I think this gets its exactly right. Tesla's "big battery plus fast chargers on freeway" model bootstrapped EV demand, but the next wave of adoption requires both policy and sales narrative to emphasize home charging. This centers the EV's superpower (a full tank every morning), not its shortcomings
As long as adoption policy and narrative centers the EVs ability to almost or mostly match ICE performance on road trips, you're playing to its weakness and stimulating infinite demand for ever-bigger batteries and more chargers. There will never be enough! You have to flip the script at some point.
One area where this causes difficulties, however, is for the very large number of Americans who rent or live in other forms of housing complexes. These usually lack separate garages and parking is usually exposed to the weather.
Yes, they may have chargers, but not remotely enough for everyone.
In dense areas you want to call it "street" or "curbside" charging, not "home" charging.
This takes a little more political pressure, but it's quite doable via building codes.
My MIL was very surprised when we had this talk with her.

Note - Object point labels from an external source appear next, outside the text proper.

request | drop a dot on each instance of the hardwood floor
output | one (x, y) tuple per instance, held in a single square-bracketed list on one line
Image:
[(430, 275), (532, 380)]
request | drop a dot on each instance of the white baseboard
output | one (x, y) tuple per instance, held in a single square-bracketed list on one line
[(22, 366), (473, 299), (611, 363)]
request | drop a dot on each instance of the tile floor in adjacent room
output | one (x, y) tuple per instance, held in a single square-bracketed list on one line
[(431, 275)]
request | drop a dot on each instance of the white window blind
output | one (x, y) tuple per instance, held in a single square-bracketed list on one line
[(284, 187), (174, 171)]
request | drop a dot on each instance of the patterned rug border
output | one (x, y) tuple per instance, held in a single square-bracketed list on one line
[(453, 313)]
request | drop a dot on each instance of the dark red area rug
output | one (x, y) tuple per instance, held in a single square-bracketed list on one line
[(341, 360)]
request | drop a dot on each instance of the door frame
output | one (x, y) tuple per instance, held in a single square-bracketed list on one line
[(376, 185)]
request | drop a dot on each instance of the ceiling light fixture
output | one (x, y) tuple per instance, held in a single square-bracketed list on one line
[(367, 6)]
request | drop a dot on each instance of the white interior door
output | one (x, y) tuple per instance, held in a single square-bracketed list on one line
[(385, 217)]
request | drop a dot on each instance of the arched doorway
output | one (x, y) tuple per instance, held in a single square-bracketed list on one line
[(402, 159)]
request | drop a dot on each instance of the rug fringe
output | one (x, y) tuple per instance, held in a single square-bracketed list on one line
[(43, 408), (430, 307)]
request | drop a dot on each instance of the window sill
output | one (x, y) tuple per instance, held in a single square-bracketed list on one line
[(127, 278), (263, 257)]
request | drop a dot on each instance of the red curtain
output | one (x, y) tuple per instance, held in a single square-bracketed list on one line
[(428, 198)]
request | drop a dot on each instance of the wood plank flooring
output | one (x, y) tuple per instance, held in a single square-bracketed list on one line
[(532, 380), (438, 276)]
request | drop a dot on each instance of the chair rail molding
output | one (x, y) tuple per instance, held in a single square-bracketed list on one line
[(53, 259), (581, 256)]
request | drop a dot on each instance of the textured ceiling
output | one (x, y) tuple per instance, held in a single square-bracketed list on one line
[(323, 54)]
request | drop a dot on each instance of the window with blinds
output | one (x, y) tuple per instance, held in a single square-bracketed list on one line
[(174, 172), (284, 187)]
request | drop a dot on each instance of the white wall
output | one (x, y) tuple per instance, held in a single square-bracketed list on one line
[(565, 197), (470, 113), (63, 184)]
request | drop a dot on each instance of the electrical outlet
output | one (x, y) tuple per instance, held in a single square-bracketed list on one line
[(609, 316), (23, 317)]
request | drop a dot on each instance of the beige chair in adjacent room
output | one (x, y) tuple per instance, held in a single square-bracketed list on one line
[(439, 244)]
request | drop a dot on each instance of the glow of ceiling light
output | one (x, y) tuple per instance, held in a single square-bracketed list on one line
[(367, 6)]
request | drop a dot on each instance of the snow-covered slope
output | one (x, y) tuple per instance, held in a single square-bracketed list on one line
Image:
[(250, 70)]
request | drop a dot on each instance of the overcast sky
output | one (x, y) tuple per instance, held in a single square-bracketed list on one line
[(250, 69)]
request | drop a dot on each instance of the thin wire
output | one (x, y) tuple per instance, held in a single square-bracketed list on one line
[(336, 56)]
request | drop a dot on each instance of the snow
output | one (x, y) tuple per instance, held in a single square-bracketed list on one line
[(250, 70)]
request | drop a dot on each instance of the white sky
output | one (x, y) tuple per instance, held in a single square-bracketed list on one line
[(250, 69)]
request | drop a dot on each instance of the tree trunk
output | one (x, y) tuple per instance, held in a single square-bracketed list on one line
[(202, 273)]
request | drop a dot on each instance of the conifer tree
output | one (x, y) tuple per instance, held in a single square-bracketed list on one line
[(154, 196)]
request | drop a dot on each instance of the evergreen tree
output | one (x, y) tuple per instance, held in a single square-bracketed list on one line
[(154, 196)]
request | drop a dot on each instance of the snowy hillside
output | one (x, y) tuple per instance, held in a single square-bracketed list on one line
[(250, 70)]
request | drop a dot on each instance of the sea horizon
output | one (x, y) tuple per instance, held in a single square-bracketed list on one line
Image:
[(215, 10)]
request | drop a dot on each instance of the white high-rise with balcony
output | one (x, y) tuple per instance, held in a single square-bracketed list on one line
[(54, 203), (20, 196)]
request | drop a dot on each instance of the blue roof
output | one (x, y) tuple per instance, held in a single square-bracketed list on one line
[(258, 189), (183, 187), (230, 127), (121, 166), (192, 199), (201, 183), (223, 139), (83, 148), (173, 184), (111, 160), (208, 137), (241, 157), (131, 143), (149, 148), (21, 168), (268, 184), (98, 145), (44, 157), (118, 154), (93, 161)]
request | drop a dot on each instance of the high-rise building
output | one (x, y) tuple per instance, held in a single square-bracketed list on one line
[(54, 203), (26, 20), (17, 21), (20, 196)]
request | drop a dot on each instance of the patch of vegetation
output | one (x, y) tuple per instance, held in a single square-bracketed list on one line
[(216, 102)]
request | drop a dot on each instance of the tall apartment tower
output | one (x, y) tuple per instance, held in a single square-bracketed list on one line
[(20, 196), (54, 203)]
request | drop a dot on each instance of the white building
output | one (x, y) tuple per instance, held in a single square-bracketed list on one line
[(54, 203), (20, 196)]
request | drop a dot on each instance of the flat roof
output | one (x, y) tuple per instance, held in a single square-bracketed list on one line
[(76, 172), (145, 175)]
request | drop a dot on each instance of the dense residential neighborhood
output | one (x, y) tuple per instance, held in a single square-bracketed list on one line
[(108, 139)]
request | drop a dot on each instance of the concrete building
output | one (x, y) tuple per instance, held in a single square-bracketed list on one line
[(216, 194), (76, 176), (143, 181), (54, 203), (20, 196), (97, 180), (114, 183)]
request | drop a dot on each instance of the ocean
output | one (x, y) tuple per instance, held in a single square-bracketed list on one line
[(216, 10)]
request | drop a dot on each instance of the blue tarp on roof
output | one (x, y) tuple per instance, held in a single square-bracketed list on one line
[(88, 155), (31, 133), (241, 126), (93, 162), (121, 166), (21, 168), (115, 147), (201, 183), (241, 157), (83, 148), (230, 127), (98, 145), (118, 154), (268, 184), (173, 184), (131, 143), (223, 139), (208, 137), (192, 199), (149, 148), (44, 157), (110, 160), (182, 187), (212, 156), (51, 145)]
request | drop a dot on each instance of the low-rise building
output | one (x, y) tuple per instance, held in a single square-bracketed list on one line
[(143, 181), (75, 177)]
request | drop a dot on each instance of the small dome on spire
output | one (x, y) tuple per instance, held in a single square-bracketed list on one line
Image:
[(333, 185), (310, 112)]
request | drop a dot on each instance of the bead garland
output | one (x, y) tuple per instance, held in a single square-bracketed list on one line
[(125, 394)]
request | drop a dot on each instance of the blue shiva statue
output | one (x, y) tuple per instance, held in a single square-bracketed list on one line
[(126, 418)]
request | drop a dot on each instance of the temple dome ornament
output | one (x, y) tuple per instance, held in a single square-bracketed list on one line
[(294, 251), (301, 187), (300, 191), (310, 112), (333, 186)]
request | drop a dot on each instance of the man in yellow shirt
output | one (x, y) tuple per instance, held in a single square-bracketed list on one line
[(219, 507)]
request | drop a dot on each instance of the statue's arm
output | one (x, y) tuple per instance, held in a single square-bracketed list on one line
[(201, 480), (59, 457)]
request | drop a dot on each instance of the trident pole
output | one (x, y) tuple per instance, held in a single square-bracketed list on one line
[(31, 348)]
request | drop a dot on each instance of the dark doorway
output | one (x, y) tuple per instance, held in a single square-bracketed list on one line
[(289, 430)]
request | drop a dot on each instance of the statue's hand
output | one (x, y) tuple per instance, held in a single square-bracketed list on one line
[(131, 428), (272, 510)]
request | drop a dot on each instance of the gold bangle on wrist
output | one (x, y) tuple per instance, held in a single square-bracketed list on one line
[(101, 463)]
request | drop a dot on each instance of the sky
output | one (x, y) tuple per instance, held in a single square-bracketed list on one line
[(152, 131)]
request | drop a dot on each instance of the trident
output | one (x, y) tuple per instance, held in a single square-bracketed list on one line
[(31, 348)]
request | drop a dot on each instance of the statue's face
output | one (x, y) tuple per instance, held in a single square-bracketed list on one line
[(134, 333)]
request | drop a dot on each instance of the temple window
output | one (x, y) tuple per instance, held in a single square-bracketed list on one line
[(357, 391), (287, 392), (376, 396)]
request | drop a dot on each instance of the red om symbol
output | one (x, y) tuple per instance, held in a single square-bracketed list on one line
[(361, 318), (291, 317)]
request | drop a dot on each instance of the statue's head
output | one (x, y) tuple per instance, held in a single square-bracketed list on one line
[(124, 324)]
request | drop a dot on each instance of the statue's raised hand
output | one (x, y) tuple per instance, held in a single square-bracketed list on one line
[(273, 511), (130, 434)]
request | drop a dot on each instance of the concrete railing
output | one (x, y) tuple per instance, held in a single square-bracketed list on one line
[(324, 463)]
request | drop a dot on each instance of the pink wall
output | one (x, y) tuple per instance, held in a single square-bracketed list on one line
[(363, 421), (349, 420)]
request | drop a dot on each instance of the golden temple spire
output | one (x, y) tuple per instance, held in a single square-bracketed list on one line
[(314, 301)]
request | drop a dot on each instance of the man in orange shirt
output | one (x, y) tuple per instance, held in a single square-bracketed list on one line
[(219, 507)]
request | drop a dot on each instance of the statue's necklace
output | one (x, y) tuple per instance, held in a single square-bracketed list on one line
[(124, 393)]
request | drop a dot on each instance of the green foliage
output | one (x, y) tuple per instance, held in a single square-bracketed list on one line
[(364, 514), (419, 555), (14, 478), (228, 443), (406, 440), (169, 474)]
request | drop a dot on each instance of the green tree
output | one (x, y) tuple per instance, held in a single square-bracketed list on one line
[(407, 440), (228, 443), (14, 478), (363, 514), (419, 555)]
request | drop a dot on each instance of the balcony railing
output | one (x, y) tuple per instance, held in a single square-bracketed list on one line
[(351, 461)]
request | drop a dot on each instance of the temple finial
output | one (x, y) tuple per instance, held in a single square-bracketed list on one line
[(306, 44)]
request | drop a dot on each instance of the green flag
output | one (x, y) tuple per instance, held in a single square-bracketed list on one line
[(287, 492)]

She’d completely internalized the highway charger discussion, and lives far away from any such. We’d probably contributed to that over the years by talking more about our highway stops than home charging.
Any convo on home charging needs to also include apartment/condo owners and their options, as not all those locations have easy access to home plug-in spaces
The explosive growth in home solar is going to be key here.
We recently got solar and our supplier sends us marketing emails about home batteries and fast car chargers.
The only problem there is that this is not always possible. Not every person has got their own personal parking space at home. Means we also need a solution for people who park on the streets over night.
My presumption (not in US, not an EV owner) would be that most people with EVs who don't have charging space at home would have somewhere else they spend 8+ hours a day, which could also be incentivised to have chargers for their workforce.
A lot of people live in apartments or places without easy home charging options. I'd love to see chargers prolific as gas stations so you don't need to scan the app to find the 1-3 hidden in town, and for CCS to replace all those superchargers taking up space.
As a product marketer I think the “a full tank every morning” is about as good it gets for marketing to that side of the market. You nailed it!
Now there’s the other segment of dense urban dwellers that don’t have dedicated parking that need some messaging, but it’s doable.